Who went up in a chariot of fire;
Safe now in the promised land.”
And the chorus,—
“By and by we’ll go home to meet him,”
would peal forth again in loud-shouting strains. I hushed my breath to hear the mellow strains of that song, and seemed to see the mantle of our lost cause descending.
It was about this time that a letter came from my father, saying one of the soldier brothers was at home on a twenty-one days’ furlough. This was the first’ home-coming since the commencement of hostilities in 1861. My presence was again desired at home, to meet with the long-absent brother. But by some irregularity of the mail, it so happened that my letter had been delayed, and I saw by the postscript and date that my brother would be leaving for the front again before I could possibly reach my father’s house. Yet a great yearning came over me, on reading his kindly letter, to see my father again. Soon I was homeward bound once more, disappointed and pained at not being in time to see my brother. I gave little heed to the landscape spread out as the train swept onward; but my heart gave a glad bound when the waters of the Chattahoochee river, sparkling in the bright sunlight, greeted my eyes, for now I should soon be at my father’s house.

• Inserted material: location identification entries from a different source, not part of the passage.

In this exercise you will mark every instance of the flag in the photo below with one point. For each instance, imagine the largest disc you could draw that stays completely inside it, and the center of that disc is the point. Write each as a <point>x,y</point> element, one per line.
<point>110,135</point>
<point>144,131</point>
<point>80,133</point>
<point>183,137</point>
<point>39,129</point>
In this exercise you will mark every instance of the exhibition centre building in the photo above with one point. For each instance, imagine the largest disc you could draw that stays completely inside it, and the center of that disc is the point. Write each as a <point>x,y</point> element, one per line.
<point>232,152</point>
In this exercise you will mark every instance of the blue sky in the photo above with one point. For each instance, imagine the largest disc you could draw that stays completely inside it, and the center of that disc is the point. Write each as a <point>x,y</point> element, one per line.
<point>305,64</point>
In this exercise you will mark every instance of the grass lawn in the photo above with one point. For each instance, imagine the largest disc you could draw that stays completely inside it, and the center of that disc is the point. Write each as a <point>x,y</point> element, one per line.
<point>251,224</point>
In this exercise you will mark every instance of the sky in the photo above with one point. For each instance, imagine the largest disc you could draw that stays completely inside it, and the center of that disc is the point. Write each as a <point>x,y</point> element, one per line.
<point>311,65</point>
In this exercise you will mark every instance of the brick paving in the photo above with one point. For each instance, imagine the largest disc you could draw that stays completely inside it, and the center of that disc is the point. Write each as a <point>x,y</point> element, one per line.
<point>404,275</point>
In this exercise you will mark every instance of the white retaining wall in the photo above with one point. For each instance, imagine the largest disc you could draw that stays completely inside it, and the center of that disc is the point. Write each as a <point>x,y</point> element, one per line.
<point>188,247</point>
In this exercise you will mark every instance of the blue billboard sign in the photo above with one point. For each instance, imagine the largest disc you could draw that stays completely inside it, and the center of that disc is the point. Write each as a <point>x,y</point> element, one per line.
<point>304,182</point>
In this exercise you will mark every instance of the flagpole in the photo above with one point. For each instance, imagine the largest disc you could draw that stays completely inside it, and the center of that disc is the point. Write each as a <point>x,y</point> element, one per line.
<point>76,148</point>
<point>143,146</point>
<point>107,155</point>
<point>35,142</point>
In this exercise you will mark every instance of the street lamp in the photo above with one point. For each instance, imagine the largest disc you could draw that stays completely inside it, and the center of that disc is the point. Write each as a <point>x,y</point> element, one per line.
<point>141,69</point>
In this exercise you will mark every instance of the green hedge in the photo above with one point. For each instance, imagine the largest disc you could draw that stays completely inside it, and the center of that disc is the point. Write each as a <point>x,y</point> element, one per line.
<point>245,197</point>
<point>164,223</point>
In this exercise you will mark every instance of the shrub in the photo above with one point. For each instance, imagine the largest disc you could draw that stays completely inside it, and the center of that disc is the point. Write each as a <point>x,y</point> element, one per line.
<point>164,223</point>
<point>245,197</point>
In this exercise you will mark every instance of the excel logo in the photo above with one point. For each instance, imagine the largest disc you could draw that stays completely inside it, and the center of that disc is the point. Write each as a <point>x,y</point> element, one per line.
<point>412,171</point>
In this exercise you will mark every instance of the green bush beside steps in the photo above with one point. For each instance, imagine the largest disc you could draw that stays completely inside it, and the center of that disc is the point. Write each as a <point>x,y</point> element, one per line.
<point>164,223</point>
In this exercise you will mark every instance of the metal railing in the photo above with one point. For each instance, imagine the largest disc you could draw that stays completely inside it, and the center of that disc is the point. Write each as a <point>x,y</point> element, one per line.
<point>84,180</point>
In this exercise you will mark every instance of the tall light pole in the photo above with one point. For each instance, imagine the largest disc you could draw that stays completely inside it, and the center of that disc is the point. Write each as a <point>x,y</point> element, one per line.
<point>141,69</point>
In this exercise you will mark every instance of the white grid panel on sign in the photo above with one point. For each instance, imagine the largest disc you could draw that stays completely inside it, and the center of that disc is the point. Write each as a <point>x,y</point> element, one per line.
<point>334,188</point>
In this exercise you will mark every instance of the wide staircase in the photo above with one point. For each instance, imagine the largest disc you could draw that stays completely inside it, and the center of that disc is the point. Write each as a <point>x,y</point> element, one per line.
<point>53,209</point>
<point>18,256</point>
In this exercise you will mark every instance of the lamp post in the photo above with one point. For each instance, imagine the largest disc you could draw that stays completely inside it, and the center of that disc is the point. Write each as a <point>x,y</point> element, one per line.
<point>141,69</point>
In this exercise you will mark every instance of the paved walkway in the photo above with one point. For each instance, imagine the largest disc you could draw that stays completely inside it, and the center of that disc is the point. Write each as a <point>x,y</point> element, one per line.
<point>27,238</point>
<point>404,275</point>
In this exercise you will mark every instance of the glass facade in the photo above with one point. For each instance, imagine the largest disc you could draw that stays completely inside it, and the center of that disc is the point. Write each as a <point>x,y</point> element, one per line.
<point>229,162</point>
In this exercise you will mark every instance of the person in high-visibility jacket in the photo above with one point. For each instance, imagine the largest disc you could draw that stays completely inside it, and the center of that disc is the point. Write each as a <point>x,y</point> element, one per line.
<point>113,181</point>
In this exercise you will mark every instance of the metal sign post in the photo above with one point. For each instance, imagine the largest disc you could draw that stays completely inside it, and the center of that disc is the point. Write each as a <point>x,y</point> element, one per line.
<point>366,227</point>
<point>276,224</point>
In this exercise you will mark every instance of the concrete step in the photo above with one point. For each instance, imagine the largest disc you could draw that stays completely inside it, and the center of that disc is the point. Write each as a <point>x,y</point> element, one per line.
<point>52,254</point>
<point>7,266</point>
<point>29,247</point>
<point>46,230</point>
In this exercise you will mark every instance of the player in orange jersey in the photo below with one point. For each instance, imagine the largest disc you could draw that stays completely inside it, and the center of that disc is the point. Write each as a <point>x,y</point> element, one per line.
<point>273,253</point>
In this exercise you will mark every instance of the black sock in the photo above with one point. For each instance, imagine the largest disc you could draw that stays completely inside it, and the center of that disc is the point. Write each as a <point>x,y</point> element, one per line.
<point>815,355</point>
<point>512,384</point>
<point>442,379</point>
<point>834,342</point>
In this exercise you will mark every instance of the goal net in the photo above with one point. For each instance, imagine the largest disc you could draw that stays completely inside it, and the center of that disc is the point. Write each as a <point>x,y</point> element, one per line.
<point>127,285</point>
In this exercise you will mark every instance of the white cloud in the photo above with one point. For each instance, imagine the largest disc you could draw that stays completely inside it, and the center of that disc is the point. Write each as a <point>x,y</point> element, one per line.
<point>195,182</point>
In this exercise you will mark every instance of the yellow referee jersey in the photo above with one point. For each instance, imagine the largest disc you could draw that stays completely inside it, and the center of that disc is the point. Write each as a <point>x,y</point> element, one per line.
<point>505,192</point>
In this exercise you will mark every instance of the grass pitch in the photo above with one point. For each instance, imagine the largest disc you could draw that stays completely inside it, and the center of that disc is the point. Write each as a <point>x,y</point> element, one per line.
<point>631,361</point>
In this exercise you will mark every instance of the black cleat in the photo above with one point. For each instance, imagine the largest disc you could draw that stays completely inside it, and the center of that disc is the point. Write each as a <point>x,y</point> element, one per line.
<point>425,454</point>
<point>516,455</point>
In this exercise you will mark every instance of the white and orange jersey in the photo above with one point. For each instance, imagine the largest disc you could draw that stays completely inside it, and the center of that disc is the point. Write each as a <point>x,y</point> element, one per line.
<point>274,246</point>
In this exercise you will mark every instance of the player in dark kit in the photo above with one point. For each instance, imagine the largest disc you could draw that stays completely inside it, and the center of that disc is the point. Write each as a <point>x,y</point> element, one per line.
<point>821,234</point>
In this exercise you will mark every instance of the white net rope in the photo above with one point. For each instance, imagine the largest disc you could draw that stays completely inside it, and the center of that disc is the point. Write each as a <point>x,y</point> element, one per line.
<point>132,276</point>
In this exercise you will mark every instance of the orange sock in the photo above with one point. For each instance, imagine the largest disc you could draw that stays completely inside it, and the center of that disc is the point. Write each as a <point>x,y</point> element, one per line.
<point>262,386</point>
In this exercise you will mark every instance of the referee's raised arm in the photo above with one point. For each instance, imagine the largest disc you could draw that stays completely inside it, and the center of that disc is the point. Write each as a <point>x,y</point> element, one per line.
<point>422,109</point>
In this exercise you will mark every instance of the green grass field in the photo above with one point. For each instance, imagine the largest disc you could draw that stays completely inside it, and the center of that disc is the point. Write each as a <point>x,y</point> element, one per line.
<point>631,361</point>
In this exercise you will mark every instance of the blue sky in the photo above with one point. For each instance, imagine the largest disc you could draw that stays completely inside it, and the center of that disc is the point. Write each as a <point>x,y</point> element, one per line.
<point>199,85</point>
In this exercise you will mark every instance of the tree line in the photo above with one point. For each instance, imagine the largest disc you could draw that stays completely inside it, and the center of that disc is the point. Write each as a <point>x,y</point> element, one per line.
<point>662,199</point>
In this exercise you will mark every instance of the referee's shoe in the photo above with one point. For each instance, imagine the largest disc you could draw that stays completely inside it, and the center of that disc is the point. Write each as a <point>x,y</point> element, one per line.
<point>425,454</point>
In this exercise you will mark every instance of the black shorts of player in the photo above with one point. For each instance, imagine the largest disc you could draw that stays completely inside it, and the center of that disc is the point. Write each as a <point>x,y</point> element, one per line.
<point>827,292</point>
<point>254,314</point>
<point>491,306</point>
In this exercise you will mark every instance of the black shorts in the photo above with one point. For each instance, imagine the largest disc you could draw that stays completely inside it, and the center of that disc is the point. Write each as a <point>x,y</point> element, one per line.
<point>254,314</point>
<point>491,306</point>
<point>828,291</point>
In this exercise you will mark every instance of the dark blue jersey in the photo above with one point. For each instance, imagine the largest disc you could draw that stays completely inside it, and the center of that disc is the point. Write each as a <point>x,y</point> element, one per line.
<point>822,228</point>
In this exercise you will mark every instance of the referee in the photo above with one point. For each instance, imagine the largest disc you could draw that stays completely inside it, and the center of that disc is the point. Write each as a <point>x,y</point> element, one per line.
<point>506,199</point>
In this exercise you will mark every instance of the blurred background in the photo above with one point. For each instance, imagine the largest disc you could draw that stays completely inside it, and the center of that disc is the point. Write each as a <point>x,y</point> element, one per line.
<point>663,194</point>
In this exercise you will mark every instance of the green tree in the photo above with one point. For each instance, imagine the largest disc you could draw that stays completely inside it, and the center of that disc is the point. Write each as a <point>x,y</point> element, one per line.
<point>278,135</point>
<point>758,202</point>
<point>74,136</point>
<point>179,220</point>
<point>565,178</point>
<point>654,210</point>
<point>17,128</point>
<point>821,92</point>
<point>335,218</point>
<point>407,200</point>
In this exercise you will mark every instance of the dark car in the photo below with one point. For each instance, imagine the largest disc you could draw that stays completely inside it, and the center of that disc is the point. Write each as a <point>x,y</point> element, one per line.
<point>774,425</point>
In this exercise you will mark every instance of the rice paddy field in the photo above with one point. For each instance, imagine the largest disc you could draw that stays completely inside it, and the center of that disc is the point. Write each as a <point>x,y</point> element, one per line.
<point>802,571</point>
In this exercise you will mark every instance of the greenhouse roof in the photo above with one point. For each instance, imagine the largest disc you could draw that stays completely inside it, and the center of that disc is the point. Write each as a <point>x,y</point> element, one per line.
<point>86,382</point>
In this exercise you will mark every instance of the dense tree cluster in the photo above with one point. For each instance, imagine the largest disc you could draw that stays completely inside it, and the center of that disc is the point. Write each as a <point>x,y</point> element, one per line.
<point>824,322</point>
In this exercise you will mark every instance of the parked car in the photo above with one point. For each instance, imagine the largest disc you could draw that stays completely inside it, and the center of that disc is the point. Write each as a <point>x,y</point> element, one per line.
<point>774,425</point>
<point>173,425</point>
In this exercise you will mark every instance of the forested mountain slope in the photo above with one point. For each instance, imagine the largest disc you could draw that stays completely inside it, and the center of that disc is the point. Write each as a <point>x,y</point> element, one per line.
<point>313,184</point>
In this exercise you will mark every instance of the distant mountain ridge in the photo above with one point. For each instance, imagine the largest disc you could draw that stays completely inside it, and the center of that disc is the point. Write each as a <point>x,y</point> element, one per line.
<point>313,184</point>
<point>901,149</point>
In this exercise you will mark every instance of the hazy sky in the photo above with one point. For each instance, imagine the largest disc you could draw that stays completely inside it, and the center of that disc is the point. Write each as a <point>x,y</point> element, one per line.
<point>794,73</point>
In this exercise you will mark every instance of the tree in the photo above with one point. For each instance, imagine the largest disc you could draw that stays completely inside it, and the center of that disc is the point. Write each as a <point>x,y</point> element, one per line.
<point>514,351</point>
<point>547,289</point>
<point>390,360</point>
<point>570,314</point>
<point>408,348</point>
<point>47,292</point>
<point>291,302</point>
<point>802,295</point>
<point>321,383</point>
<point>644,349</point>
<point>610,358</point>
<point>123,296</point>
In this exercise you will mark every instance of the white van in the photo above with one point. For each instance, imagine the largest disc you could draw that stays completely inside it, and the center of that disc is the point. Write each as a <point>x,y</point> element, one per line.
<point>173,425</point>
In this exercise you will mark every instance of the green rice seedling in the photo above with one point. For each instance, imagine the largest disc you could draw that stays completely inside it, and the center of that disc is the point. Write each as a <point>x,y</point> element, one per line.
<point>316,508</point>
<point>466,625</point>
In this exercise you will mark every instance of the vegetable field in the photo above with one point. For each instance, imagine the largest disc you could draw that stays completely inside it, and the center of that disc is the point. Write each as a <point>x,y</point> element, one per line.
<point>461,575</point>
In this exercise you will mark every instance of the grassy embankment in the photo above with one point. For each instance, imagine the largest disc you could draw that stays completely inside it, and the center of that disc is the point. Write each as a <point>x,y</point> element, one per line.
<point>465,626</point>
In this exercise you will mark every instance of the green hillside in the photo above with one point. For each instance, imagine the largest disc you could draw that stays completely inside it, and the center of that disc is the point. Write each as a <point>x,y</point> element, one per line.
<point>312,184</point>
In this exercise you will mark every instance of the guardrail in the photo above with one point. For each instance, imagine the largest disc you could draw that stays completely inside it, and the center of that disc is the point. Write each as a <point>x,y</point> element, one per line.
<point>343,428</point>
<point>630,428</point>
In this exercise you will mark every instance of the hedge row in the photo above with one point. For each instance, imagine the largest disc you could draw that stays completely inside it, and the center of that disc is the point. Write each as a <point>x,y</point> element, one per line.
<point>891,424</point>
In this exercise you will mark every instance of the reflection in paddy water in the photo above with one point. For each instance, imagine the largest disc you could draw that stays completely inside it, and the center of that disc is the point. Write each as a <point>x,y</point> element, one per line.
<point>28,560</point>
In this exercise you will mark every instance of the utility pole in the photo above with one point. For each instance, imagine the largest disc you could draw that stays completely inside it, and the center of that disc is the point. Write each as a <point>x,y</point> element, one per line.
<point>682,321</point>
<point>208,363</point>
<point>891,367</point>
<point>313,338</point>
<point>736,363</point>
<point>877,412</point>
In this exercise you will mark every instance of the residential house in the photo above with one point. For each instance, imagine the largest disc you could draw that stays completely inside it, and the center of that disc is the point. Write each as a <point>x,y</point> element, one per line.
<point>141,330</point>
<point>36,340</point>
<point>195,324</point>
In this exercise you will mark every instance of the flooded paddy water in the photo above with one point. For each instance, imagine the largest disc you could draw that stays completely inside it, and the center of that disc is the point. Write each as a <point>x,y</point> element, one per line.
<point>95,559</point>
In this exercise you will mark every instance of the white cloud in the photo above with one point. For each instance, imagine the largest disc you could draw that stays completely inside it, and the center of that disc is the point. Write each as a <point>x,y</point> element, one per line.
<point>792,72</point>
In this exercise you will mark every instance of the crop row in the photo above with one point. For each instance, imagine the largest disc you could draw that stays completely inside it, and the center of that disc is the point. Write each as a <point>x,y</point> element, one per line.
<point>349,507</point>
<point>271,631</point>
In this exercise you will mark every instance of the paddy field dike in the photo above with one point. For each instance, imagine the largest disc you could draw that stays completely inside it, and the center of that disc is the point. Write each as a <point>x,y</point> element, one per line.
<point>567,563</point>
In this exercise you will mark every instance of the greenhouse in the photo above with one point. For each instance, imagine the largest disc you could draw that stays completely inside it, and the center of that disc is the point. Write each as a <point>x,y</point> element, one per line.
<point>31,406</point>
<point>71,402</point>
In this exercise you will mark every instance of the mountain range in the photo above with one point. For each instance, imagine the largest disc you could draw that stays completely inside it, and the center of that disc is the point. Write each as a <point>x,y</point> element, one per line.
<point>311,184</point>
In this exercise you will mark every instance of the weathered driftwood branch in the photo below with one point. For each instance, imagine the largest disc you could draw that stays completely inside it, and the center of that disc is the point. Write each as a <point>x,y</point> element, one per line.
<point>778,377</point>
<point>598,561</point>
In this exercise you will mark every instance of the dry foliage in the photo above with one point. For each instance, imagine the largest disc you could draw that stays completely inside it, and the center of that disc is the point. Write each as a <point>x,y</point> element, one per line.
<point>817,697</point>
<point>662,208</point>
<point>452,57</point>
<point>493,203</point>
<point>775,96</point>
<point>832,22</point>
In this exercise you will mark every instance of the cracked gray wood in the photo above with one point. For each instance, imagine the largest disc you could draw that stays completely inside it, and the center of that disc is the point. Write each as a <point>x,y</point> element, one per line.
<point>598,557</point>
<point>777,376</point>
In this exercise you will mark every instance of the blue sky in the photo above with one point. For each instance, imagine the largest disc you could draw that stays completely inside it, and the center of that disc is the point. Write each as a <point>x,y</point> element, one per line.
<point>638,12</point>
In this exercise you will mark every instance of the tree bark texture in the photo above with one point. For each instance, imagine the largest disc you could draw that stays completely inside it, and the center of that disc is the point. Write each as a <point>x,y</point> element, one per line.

Here and in all the surrounding neighborhood, as far as I could see, the same vigorous efforts were put forth to feed and clothe the soldiers of our Confederacy, as well as the home ones, that I had witnessed in southern Alabama. There was the same self-sacrifice, without a thought of murmuring for the luxuries enjoyed before the war. Yet with the nicest economy, and the most studied husbandry,—however generously the earth might yield of grain, fruits, and vegetables,—the South was awakening to the painful reality that the produce grown on our narrowing space of Confederate soil was inadequate for the sustenance of those at home, our soldiers, and the Northern soldiers whom we held as prisoners. We were not only encompassed by land and water, but the Confederacy was divided in twain by the gunboats of the Federals on the Mississippi River. With nearly all the soldiers from west of the Mississippi River in the eastern half of our Confederacy, we had no communication whatever from beyond the great “Father of Waters.” All aid and succor as regarded provisions and clothes for our army was at an end from beyond the Mississippi. We were caged up like a besieged city. There was neither egress nor ingress for men or means. Our soldiers from the west had to share what little provisions were grown in our circumscribed limit. They also shared what clothing could be manufactured in the more and more straitened condition of the South.
If a soldier from the west drew a furlough he could not get to his home. Those who had relatives or friends east of the Mississippi River would spend their leave of absence with them. Sometimes the soldier from the west would give the furlough he drew to some friend he had made on this side; or perhaps it would be that the soldier of our side of the river would send his comrade of the west to his people and home with a letter of introduction.